In fact, Judge Alsup agreed Section 230 barred some of my broader claims. But his April 29 ruling offered two linked rationales for allowing the breach of contract and promissory claims to move ahead.
The first was that a Twitter executive had repeatedly emailed specifically to me to discuss my tweets and Twitter’s view of them. Obviously, those facts apply only to my case (as far as I know - I have not seen similar emails or communications mentioned in other ban lawsuits).
That fact has led some legal experts (generally the same legal experts who said my case had no chance either) to argue that the circumstances of my lawsuit are unique.
Not so fast. Alsup’s ruling offered a second explanation too - that I had plausibly argued that Twitter had begun the process of modifying its terms of service when it set up its five-strike Covid misinformation policy.
“Plaintiff plausibly avers that Twitter's conduct here modified its contract with plaintiff and then breached that contract by failing to abide by its own five-strike policy and its specific commitments set forth through its vice president." (From the ruling, emphasis added.)
In other words, if Twitter's position is that it can ban anyone for any reason, fine. Section 230 - at least as it is now interpreted - allows that discretion. But once Twitter or any social media company voluntarily sets and disseminates guidelines that it says it will follow in disciplining or banning users, it must follow those, even if its underlying terms of service explicitly say otherwise.
This isn’t only my view: Alsup himself made just this point at the April 28 hearing when he heard verbal arguments on the motion to dismiss, when he compared me to a tenant who had been evicted under the terms of a lease after a landlord had made verbal promises the landlord then ignored:
In this case, you have the terms and conditions and all those harsh conditions [in the terms of service], and then you come up with a specific policy, the five-strike policy. And he's saying he did not violate the five-strike policy. In fact, you didn't even tell him what the first strike was, and he makes a pretty decent argument. It's plausible -- it's at least plausible…
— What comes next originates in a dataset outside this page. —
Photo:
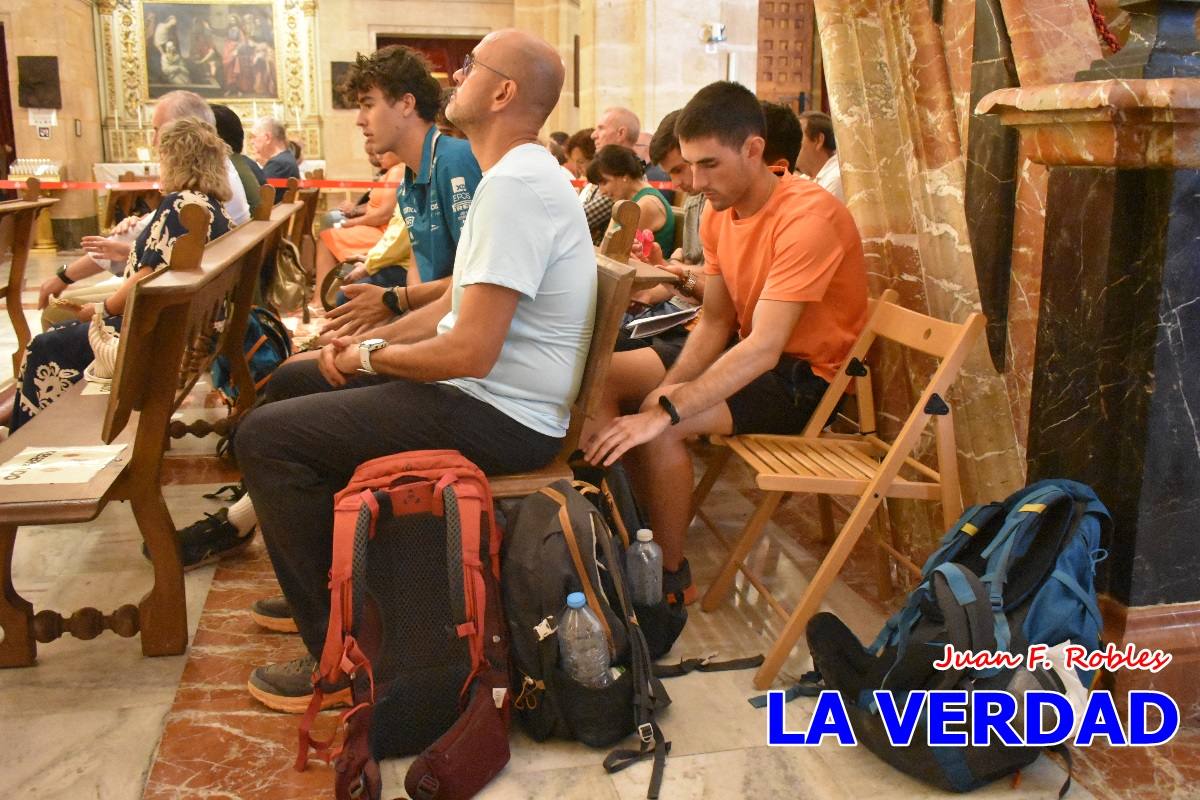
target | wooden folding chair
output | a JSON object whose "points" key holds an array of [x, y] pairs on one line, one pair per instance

But to me, it seems unfair. It seems unfair to mislead the user with the five strikes, and we'll give you a heads up, and then pull the rug out from under them, just like you pulled the rug out from under the poor tenant.
In other words, Alsup felt the emails from the Twitter vice president tied the knot around Twitter’s ability to ban me (or at least gave me a plausible argument), but the string was the five-strike policy itself.
Now here's the key for other banned users: in settling the case, acknowledging error, and reinstating me, Twitter seems to have inherently - and publicly - accepted this theory of its contractual obligations. Not just because of its specific representations to me. But for any user.
Twitter has acknowledged that my tweets should not have led to my suspension at that time.
In its own words, in its own public statement, the little bird admitted that the tweets themselves - the CONTENT of the tweets - mattered.
In other words, if you've been banned for Covid misinformation - or ANY specific and named violation of Twitter's policies - and you have a plausible case that your tweets did not in fact violate those polices - you may now be able to bring a breach of contract case. The more granular your argument, the more you can argue that on a factual basis your statements were correct, the better chance you will have.
Twitter and its lawyers will argue otherwise. They will argue that these are all just ban cases, and Section 230 controls them and gives Twitter the right to do what it likes.
Then again, that’s what they argued in my case too.